When we learn to include ourselves while caring for others, we find the true meaning of caring. However, we cannot expect others to do for us what we won’t do for ourselves. Learn to do things that you enjoy. Take some time on a regular basis to rejuvenate yourself. Surround yourself with people who give and receive. Stop all relationships with takers, and you will enjoy your life in a more fulfilling way.
FAITH TO BELIEVE
A woman’s faith is what activates her power to love. In her mind, love will make everything better, and it will. Women believe that things can be a lot better than they appear at this moment. She becomes a source of hope for everyone who comes to her for help. God has brought her through so many trials that she can walk with others when they are in their dark places.

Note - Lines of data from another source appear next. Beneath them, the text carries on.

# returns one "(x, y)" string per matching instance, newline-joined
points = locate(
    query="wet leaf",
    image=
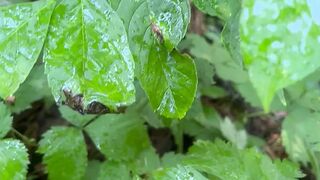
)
(280, 44)
(227, 162)
(74, 117)
(114, 170)
(229, 11)
(87, 54)
(236, 137)
(170, 18)
(119, 137)
(23, 29)
(171, 87)
(36, 82)
(13, 160)
(179, 172)
(169, 79)
(65, 153)
(300, 134)
(5, 120)
(93, 170)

She understands that morning will come. However, she can spend so much time being all things to all people that she fails to have faith in herself and the plan God has for her life. She encourages others with the word of God, but forgets that those same words apply to her. Therefore, it is important that women make time for God and fellowship with other people who are spiritually stronger than we are. When we allow time for our own spiritual growth, we are able to minister healing to others. We can do this by listening and talking to people who are spiritually grounded. They show us how to live our lives with a lot less fear and uncertainty by helping us realize that everything in the natural started in the spirit. That knowledge keeps us calm when life just doesn’t go the way we want it to. Putting our faith in God allows us to become everything He created us to be and our lives will become purposeful and more meaningful. Faith is the one thing that makes life doable. Therefore, building our faith is one of the best things we can do to bring out the best in our lives. When our faith grows, we will be better able to walk in the faith that God has given to us while helping others walk in theirs.